I received this question via Facebook to-day and decided to share it as well hoping it helps a few more out in their swim choice etc...
Question: I’m going fishing tomorrow it’s going to be 29c would you say it’s a waste of time on the bottom with a rig or better to go to a float pond and fish on the top with a dog biscuit?
This is a very good question that deserves a little more than ‘forget the bottom bait rigs’. The fact that it was from an old mate Gary Marlow, someone I knocked around with all through school days, we were even in the same punk band for a short while before I found myself taking a different route in life needing my time on the bank much more than I needed to be in band practice.
Naturally I was moved on and must admit to feeling a little envious once they started to play gigs.
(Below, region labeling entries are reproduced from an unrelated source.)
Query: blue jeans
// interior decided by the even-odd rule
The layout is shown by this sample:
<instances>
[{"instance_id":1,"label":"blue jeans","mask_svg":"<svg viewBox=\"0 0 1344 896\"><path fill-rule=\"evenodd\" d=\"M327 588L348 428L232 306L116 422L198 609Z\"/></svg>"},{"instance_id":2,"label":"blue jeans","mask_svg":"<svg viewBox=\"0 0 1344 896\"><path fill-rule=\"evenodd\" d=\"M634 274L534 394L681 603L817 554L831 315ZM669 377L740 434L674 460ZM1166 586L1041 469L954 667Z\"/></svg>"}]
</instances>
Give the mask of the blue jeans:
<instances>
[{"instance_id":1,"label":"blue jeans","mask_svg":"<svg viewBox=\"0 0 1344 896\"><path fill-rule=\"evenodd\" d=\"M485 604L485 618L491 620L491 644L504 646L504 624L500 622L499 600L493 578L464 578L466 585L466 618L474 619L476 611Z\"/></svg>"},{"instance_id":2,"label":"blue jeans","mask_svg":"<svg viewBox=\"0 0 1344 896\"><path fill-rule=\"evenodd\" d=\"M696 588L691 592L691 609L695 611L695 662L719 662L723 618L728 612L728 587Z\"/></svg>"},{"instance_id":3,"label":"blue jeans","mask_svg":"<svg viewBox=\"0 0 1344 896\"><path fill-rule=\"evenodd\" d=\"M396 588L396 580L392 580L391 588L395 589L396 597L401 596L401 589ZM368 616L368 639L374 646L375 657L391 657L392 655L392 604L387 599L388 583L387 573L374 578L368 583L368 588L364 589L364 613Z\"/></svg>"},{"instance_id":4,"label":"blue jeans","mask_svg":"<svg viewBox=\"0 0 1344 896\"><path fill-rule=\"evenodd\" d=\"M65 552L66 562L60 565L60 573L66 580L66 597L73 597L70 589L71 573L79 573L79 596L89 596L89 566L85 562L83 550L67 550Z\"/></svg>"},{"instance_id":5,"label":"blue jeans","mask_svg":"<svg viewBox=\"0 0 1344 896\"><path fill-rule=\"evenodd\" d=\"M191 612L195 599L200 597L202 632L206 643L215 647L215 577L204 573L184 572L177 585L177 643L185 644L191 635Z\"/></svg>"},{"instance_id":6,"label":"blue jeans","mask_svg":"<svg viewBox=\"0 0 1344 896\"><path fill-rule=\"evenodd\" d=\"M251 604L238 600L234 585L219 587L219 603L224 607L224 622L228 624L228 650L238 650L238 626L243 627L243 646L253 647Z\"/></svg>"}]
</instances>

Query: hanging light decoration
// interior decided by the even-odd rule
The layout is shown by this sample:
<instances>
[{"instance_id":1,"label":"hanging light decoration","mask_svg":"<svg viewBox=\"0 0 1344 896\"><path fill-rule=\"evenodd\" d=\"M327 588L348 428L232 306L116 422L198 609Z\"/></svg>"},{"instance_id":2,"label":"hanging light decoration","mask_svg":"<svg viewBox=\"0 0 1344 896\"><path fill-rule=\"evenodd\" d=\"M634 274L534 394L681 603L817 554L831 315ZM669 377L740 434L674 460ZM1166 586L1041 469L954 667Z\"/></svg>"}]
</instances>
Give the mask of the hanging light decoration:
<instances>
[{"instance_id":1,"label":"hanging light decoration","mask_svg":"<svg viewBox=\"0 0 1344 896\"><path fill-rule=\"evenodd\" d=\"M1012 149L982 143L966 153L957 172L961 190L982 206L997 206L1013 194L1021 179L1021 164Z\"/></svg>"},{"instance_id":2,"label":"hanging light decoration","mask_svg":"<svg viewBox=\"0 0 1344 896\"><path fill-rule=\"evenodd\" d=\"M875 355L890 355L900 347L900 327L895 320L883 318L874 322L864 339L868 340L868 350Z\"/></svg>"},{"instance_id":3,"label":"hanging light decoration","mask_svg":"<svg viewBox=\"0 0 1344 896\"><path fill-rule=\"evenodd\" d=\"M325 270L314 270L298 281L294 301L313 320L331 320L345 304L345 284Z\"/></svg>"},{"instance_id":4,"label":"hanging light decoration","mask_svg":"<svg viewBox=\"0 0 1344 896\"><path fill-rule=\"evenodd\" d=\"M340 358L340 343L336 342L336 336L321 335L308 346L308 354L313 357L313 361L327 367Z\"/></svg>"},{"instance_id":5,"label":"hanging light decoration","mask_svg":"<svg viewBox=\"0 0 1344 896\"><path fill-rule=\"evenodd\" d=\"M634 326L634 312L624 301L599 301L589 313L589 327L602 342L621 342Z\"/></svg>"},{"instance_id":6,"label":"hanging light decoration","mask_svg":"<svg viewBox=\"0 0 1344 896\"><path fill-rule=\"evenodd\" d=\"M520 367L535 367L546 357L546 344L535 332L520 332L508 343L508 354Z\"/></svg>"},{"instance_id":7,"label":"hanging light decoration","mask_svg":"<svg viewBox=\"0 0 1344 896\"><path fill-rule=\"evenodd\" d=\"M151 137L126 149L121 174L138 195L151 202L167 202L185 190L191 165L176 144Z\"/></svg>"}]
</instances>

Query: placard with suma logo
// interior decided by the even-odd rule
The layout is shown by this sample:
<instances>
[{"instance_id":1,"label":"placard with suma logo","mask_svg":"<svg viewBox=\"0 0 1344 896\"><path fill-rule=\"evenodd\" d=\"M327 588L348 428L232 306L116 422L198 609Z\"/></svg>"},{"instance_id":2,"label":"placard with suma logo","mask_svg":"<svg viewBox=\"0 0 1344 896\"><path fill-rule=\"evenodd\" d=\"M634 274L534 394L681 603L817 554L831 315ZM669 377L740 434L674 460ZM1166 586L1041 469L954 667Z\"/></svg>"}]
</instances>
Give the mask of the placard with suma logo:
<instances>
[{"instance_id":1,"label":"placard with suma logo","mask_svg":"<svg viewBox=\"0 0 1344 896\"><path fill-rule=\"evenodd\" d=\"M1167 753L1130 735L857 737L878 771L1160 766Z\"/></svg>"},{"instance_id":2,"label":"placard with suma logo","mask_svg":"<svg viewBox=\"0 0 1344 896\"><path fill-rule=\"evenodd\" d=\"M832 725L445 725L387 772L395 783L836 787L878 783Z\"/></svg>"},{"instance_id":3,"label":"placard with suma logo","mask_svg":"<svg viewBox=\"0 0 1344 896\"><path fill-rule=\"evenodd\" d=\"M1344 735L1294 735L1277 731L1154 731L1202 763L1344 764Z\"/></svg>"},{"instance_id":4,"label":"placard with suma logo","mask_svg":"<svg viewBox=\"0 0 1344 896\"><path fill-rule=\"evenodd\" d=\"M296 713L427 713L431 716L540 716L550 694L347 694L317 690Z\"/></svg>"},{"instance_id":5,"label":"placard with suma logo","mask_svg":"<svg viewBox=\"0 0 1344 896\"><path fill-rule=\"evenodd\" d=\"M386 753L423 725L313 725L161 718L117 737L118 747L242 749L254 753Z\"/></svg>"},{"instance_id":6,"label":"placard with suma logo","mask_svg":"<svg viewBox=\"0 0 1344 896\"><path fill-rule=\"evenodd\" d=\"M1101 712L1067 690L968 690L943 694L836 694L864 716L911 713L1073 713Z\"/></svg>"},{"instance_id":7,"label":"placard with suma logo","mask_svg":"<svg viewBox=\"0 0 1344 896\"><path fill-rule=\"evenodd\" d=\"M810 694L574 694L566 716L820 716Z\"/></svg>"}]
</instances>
Ah well, I became much better with a fishing rod than I ever was on bass guitar.
Another bit of my mixed and varied past touched upon, but back to the original question...
Most of us have been there in the stifling hot weather, watching the carp cruising or simply just basking in the sun, well away from our rigs sat on the bottom, sometimes quite a way down from the carp. It is so easy to look at a weather report and think to yourself that you will be wasting your time, but you could perhaps swing things more in your own favour than you perhaps realised.
Carp are like us in as much as they seek out the warmer areas during the coldest weather and seek out the cooler, more oxygenated areas during the warmest periods. That last sentence can be read and not really taken in, but go back to it, it is hugely important, so I will write it again...
Carp are like us in as much as they seek out the warmer areas during the coldest weather and seek out the cooler, more oxygenated areas during the warmest periods.
During the hot weather it is easy to bring this into our favour to increase the chance of action. Carp need to feed and have to feed, so a little thought as to where they are likely to feed and when can stack the odds up in our favour and during the hottest periods, I actually find this scenario easier to predict.
I’m more than happy sitting behind rods with bottom bait rigs on up until the sun being high in the sky, leaving no shade. Now this will vary in time around the lake and is something I really put to my own advantage during the hot summers I spent at ‘The Mangrove’. It was pretty much accepted that during the summer months the majority of the carp there were caught between midnight and 10 am with dawn always the prime time. During the hottest periods many would start to write their chances off much earlier than 10 am as the mind games would start to play with the sun beating down and the only shade for the carp being back into the dense pads that surrounded the pool. I had sussed really early on though that if I fished from eastern side of the pool, which had large established trees around there, then I would get takes up until lunch time which was when we used to wind in to go off to the local for a meal.
Shade can be taken advantage of in many ways, One side of a bar will be cooler than the other and I have even caught margin carp from the shade of marsh grass, tiny areas next to the bank where they can sneak in unnoticed. I remember a session in the late 80’s when we used to go over Lincolnshire to take advantage of the many waters that didn’t have a close season back then. One stifling hot day on Richmond Railway Lake I had just about given up hope when I noticed the shade from a large clump of marsh grass on an easy to cast to margin. Suffice to say I had 3 carp from the shade of it, altering the cast as the shadow moved. My other rod remained carpless.
Back at the Mangrove and fishing the east bank during hot weather, I purposely didn’t mention my personal proven theory to others, some things are best kept up the sleeve until other things are learned, despite a couple of members passing comment that it was strange how I held fish out on my bait later in the day than most. Well, it was simply a case of my bait was still in the shade, in slightly cooler water, simple as that. There is also another important point as well, carp don’t have eyelids and this can make a lot of difference to your swim choice once you decide that you may be better off with zigs or baits on the surface.
Ideally you want the carp to approach a surface hook bait from the bait side so as not encountering the line first. Just think which side the carp is going to be dazzled by the sun and which side it will be able to see comfortably?
If you are struggling with the glare, then you are presenting your hook bait better. If you can see clearly, then the carp are more likely to approach your hook bait from the line side. Remember, carp have no eyelids and no trendy shades. The sun has a massive impact on carp and a little bit of thought can bring a few extra chances.
On that note, with another couple more subjects for you to mull over and add your own thoughts to, I will sign off.